Excellent Houseplants Named After Animals
Kangaroo Paw (Anigozanthos flavidus)
An evergreen from Western Australia, the kangaroo paw (or cat’s paw) gets its name from the clawlike look of the woolly, yellow-green to brownish red flowers that grow on its long stems. In the wild the plant makes a bushy clump up to 10 feet high, but in a pot, its narrow, olive to mid-green leaves grow about 14 inches long.
Goldfish Plant (Columnea banksii)
Place this tropical South American plant in a hanging basket where its woody stems will arch up and trail over the sides in thick, tangled growth covered with dark green leaves about 1 ½ inches long. The leaves contrast nicely with the scarlet, tubular flowers, which have a small hood and a yellow throat.
Butterfly Iris (Diplarrhena moraea)
The butterfly iris is so named because its flowers resemble those of an iris and look like a swarm of butterflies. The white flowers, with yellow and purple markings on the inner petal, are perched on long, thin stems, and the often swordlike, evergreen leaves are about 18 inches long.
Tiger Jaws (Faucaria tigrina)
The low-growing succulent tiger jaws has grayish green leaves and comes from South Africa, where it grows in rocky, semi-desert areas. The spiny edges of its fleshy, diamond-shaped leaves make them look like a miniature gaping jaws, hence its name, but the spines are actually very soft and not dangerous.
Shrimp Plant (Justicia brandegeeana)
A bushy evergreen shrub, the shrimp plant puts out plenty of leafy growth and has a good covering of odd, salmon-colored flowers--about 4 inches--with a white tongue popping out of the open mouth.
Parrot’s Beak (Lotus berthelotii)
A wonderfully exotic trailing plant for a hanging basket, parrot’s beak looks terrific and is extremely easy to grow. The long, thin dangling stems have an array of thin, silvery, ornamental leaves and, in late spring, orange-reddish to scarlet, black-centered, beak-like flowers.

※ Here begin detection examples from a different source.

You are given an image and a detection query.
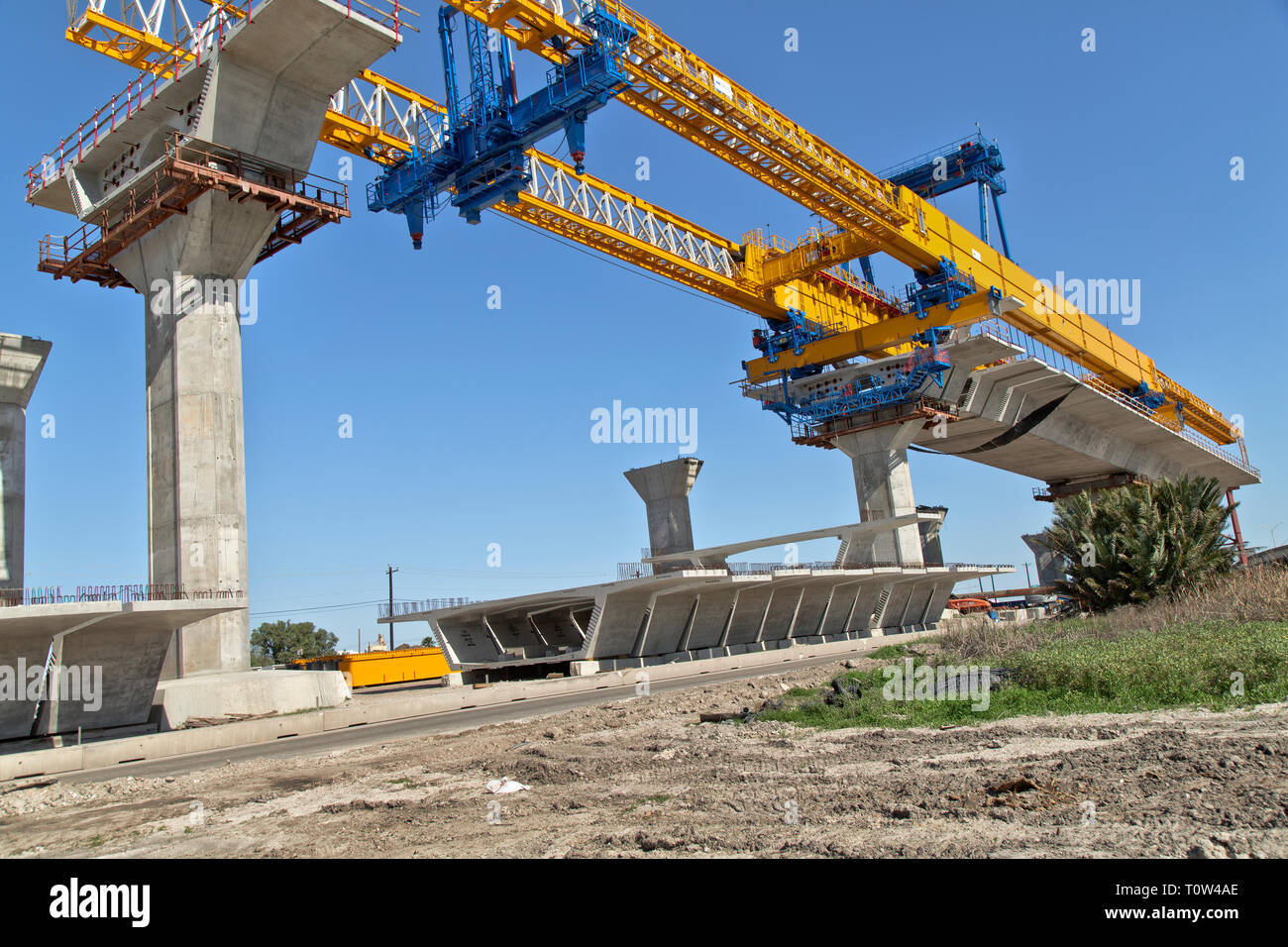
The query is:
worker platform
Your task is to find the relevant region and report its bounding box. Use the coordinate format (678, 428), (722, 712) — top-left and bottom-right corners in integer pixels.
(38, 132), (349, 288)
(27, 0), (400, 284)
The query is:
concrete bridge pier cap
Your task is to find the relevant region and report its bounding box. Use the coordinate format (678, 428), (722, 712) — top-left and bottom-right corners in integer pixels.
(0, 333), (53, 588)
(112, 0), (399, 679)
(625, 458), (702, 573)
(832, 420), (924, 567)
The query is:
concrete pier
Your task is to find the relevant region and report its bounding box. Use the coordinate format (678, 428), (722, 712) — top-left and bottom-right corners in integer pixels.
(0, 333), (53, 588)
(30, 0), (400, 679)
(625, 458), (702, 573)
(832, 420), (937, 567)
(115, 202), (277, 681)
(1020, 532), (1064, 585)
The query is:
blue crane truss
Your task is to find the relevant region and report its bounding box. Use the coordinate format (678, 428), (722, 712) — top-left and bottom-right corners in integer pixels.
(368, 3), (635, 250)
(881, 132), (1012, 258)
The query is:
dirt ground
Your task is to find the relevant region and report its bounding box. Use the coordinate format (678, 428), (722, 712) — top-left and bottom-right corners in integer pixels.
(0, 663), (1288, 858)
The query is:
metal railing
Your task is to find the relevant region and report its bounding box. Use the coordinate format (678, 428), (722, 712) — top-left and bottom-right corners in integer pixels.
(0, 582), (246, 608)
(380, 598), (478, 618)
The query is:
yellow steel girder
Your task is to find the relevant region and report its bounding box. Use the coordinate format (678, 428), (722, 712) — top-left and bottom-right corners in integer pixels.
(67, 0), (1237, 443)
(446, 0), (1237, 443)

Rabbit’s Foot (Maranta leuconera var. kerchoveana)
The marantas are grown for their beautifully patterned foliage, but are tricky to keep because they are used to life in humid South American rainforests, deep beneath the leafy canopy. Rabbit’s foot has light gray-green leaves, blue-gray underneath, that fold up at night--they also have what look like purple-brown rabbit footprints running up the center.